Pop goes the weasel, as my dumb brother likes to say.
The glass.
The metal.
Me.
My heart soars into my throat as my nerves come alive, forcing me to look away.
That truck could roll over at any moment, hurting him, or worse. It seems so dangerous, so reckless, but what do I know?
I don’t need to dredge up bad thoughts again—the infinite nightmares I had about him being killed overseas. For the first year, I thought it was the reason he didn’t write.
There had to be something outside his control, right?
He wouldn’t just abandon me...
...until he did.
Don’t look at his truck again, I tell myself, pinching my eyes shut as the crowd releases another explosive, delighted roar.
When the noise dies down an agonizing minute later, my eyes flick back to the action. The monster truck is gone, making its way around the long lap, trailing behind the first vehicle.
There’s a new dragon on wheels, this tall front-end loader thing piling up crushed cars on top of each other for the next round of “entertainment” on the opposite end of the arena.
I follow it with my gaze, listening to a group of young boys behind me screech about how they’ll be driving next year after they get their licenses.
Anything to get my thoughts off Weston.
Whatever. If I was in a better mood, I might admit the atmosphere has a certain charm.
All the cheering, whooping, and banshee hollering is the soul of Dallas.
This town doesn’t need fancy concerts or endless rows of glassy shopping centers branded with famous logos to have fun.
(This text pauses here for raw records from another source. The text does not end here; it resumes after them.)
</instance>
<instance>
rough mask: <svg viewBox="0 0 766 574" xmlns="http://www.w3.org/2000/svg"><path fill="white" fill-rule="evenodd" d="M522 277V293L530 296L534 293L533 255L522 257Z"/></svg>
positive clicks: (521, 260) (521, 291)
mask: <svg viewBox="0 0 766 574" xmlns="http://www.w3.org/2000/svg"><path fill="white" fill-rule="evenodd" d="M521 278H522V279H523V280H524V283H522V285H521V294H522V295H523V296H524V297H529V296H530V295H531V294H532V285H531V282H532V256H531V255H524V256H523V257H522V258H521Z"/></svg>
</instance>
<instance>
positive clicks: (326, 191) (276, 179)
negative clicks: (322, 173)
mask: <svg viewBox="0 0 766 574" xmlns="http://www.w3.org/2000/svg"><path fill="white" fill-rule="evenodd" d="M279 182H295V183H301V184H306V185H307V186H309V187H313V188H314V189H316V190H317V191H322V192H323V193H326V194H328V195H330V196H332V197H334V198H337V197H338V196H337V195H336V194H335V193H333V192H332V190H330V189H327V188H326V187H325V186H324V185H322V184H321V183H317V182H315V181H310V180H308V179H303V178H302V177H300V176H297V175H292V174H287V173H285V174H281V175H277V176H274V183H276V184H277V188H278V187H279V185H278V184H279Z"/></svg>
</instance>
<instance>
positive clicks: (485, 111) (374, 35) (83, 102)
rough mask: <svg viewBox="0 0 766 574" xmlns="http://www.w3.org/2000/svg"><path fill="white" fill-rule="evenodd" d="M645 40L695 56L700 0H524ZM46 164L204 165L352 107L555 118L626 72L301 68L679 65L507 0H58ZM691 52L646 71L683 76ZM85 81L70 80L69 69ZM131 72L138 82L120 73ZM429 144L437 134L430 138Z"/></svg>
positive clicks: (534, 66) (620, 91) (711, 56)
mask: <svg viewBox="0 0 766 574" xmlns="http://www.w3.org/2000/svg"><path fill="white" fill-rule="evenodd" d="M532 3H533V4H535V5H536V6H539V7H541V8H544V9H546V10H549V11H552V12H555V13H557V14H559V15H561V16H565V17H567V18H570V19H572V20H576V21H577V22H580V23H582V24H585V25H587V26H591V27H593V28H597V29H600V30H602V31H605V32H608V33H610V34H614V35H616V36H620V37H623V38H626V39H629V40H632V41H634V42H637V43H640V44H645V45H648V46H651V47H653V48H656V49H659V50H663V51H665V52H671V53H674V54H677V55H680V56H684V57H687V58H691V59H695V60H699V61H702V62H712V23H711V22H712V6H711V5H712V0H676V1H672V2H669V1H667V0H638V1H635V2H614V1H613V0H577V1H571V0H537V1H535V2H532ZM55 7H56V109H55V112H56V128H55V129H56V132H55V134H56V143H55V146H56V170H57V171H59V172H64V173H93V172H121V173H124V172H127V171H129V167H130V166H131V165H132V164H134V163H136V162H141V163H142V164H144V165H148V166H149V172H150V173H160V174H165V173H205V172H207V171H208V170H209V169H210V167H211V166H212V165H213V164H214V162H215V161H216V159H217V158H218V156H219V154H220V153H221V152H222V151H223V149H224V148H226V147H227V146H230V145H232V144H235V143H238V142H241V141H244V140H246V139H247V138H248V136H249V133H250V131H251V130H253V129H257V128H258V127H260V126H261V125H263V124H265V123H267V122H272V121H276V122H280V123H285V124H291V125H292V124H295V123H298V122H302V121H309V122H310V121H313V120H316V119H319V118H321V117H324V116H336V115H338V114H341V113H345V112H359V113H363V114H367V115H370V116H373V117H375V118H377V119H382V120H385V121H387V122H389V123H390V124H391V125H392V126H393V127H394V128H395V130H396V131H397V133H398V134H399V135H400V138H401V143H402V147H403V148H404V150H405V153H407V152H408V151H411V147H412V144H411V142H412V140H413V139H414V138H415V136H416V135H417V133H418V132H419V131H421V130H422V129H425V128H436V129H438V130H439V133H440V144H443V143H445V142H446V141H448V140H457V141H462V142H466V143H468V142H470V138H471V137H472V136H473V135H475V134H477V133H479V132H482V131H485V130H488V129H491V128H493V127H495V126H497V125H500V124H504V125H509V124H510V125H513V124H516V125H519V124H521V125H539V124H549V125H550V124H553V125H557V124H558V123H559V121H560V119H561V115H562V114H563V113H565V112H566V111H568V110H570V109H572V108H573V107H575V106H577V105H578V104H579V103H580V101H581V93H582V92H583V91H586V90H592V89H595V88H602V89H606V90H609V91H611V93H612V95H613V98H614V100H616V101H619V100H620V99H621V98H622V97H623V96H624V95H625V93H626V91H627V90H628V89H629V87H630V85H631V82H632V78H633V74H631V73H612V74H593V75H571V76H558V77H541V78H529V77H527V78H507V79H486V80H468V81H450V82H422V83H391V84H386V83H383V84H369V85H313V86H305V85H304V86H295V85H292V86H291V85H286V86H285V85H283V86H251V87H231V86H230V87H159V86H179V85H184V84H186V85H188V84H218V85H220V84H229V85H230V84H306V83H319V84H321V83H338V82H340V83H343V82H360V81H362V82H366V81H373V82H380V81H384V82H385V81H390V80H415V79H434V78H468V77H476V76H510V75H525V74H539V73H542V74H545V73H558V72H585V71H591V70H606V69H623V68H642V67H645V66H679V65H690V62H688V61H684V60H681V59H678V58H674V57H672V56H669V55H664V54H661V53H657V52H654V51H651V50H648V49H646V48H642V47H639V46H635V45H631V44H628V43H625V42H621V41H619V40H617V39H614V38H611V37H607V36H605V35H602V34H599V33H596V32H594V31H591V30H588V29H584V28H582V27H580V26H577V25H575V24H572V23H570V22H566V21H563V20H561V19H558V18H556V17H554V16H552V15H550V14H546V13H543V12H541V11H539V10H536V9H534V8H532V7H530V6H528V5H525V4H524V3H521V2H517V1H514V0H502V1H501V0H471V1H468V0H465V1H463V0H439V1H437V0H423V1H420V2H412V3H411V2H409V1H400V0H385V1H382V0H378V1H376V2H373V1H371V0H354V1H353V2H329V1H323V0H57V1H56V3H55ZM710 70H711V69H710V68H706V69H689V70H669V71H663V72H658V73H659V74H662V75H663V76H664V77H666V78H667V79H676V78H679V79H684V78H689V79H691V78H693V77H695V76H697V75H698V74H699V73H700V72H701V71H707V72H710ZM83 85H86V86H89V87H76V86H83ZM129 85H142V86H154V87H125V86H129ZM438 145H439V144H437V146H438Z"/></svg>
The people here make their own.
And when they’re not busy cooking up creative ways to obliterate tons of steel and glass, they’re pretty down-to-earth and kind to each other. Everyone still loves his neighbor—or affectionately tolerates him—and even in the recent situations I heard about that involved bad actors creeping into town, a helping hand was never far.
I’ve missed that.
Missed the wide-open spaces when I’m used to crowded city streets.
Missed the quiet nights where crickets and night birds sing softly through open windows. A soothing contrast with shrill sirens and bleating horns punching through closed windows, distorting my sweetest dreams.
All whining aside, I’d be having a little fun right now if it wasn’t for Weston living rent-free in my head.